Many apologies for the long hiatus in blogging. I'm undergoing a big transition between college life, which ended this spring, and the life of a teacher, which starts in the fall. And I'm spending the transition time trying to write a novel ... so you can see how a few things got put on hold for awhile ... Anyway, I'm sorry and here's something to start us up again.

I love this poem and have been meaning to post it for a long time. It sounds a little Tolkienesque, though it probably came before Tolkien. (I don't actually know a thing about John Masefield; does anyone else?) I suppose Masefield had the same Anglo-Saxon inspirations as Tolkien did. I can really see the roots of this poem in the Old English poem "The Seafarer"--how the sea calls you out on it (although this poem leaves out the miserable, cold, exiled imagery of the older poem). I also notice the Anglo-Saxon rhythms and kennings like "gull's way" and "whale's way." The stressed syllables at the end of many lines ("white sail's shaking") make for a very pleasant and stirring rhythm.

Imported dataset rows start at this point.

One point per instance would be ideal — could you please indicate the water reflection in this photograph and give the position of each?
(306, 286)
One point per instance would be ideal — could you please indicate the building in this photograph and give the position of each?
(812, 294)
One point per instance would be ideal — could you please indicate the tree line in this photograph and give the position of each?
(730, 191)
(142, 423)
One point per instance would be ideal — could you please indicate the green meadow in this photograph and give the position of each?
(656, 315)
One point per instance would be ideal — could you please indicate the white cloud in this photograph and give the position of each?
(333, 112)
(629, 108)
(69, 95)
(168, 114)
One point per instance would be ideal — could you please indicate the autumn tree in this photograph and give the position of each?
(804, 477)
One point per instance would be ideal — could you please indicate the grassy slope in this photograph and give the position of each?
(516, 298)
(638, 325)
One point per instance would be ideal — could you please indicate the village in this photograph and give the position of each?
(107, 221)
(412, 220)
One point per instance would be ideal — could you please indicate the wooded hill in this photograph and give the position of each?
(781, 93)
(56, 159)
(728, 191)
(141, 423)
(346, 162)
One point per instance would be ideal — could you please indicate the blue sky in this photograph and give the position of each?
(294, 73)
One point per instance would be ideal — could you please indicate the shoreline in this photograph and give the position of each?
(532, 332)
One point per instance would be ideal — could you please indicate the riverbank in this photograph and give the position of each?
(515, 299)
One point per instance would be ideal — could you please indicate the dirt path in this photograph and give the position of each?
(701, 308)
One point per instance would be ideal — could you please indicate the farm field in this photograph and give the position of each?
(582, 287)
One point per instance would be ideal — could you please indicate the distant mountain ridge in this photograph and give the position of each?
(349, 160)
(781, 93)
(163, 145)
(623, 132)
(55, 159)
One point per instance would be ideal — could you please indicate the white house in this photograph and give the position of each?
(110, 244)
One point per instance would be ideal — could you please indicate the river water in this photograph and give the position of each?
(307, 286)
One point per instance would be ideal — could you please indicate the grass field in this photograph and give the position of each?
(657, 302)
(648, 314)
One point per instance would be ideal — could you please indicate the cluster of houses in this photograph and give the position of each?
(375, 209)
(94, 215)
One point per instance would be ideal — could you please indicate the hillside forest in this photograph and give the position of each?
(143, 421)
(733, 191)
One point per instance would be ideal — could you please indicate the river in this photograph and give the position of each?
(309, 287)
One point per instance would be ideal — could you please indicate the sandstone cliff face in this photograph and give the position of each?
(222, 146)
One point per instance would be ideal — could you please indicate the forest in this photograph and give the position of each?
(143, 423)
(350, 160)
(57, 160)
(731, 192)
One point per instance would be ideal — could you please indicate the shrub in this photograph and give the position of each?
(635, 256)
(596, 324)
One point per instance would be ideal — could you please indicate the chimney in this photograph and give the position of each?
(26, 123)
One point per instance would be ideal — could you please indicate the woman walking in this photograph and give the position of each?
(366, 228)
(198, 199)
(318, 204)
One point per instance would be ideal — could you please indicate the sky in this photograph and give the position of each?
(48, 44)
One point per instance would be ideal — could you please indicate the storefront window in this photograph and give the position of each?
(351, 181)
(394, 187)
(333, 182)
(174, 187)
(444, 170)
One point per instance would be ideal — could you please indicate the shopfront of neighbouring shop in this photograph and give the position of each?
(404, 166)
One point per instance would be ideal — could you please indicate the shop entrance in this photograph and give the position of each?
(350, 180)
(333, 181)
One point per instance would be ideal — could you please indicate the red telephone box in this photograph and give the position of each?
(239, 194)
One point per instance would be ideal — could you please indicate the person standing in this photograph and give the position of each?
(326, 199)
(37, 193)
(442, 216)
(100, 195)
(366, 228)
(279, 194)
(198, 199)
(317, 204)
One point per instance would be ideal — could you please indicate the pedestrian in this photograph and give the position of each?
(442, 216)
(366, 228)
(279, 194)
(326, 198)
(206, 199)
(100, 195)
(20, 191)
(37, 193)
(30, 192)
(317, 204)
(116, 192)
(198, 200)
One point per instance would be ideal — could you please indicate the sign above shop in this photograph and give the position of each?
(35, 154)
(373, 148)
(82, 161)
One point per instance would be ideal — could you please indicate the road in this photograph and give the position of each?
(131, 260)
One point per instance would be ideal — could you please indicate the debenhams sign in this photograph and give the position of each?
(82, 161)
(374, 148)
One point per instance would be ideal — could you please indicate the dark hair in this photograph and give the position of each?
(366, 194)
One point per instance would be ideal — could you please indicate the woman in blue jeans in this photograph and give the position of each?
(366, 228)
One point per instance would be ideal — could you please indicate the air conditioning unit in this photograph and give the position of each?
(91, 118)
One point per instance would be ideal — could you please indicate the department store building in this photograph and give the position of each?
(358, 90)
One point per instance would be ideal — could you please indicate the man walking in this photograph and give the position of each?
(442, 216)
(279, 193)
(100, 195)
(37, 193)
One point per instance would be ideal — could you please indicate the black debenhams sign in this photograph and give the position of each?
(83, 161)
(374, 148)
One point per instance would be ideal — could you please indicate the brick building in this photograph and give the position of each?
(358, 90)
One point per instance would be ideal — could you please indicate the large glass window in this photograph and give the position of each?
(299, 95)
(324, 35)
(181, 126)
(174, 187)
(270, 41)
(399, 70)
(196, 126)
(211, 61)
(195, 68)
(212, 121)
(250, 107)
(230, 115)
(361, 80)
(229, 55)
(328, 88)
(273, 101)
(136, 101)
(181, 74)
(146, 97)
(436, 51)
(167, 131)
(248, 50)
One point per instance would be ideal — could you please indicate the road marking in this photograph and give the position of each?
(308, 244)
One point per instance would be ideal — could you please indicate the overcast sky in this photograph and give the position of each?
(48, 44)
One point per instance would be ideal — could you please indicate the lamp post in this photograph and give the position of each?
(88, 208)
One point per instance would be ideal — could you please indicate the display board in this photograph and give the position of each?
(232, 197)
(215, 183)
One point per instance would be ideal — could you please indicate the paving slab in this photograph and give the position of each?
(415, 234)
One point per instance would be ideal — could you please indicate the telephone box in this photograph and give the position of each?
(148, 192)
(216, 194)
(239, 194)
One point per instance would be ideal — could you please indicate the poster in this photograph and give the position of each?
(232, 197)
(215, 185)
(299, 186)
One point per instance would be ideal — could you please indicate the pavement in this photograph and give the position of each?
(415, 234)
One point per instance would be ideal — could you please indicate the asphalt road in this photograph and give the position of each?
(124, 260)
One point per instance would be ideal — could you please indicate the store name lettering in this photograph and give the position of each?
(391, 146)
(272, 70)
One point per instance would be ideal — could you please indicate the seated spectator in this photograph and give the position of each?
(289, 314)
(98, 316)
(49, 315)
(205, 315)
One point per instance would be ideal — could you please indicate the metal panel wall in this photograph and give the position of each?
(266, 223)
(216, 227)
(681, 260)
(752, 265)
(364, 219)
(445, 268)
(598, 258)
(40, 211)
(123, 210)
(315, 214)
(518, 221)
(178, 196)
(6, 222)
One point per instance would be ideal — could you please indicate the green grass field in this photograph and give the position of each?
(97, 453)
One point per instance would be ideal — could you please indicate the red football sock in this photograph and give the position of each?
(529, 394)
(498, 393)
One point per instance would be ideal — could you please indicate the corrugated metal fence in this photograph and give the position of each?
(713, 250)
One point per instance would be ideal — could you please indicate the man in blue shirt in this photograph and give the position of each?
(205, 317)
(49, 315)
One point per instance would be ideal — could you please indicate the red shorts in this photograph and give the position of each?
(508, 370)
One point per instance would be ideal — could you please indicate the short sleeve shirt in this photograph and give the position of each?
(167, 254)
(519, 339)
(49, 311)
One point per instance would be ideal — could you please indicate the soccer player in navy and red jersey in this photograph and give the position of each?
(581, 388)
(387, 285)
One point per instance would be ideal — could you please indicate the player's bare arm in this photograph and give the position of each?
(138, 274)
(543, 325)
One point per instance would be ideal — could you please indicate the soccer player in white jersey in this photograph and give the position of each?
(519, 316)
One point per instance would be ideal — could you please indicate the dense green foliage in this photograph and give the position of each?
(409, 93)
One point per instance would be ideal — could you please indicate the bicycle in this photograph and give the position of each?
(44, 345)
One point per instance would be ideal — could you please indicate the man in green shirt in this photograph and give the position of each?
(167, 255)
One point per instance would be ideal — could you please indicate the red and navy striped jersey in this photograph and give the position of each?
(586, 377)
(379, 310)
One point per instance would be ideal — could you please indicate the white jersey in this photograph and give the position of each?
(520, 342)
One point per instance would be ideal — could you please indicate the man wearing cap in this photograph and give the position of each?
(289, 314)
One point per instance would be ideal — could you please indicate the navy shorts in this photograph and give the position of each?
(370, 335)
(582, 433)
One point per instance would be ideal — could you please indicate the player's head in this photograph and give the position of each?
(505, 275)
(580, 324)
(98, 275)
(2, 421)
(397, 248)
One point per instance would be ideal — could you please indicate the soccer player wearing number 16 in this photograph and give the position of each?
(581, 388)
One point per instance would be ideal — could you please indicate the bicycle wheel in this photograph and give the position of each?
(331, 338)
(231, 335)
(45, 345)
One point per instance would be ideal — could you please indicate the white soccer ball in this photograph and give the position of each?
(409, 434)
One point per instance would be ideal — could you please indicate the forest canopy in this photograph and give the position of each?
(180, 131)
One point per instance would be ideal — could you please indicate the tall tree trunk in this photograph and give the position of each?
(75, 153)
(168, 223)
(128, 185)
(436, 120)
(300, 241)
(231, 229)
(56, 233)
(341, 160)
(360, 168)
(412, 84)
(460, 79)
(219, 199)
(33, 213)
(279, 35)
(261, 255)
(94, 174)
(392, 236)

I'm planning another poem-writing contest soon, one more difficult than before. If any of you are up to writing a longer poem in a strict form, break out your quill pens and check back within the next week.

2 comments:

worldwarii said...

A nice poem Sheila--also thanks for bringing the previous poem to my attention--I had never seen it before.

What's the novel about?

James

Meredith said...

This was my favorite poem when I was ten or eleven. I knew only the first verse, for it was printed on the "Seaman's Card" they gave me at Hyde Street Pier, in San Francisco, when our class spent a day and a night on the C.A. Thayer. It was the first of two times I've been on a tall ship, and I still hope once in a while that I'll be able to make another, longer voyage.

And may you bring that novel safely into port one of these days!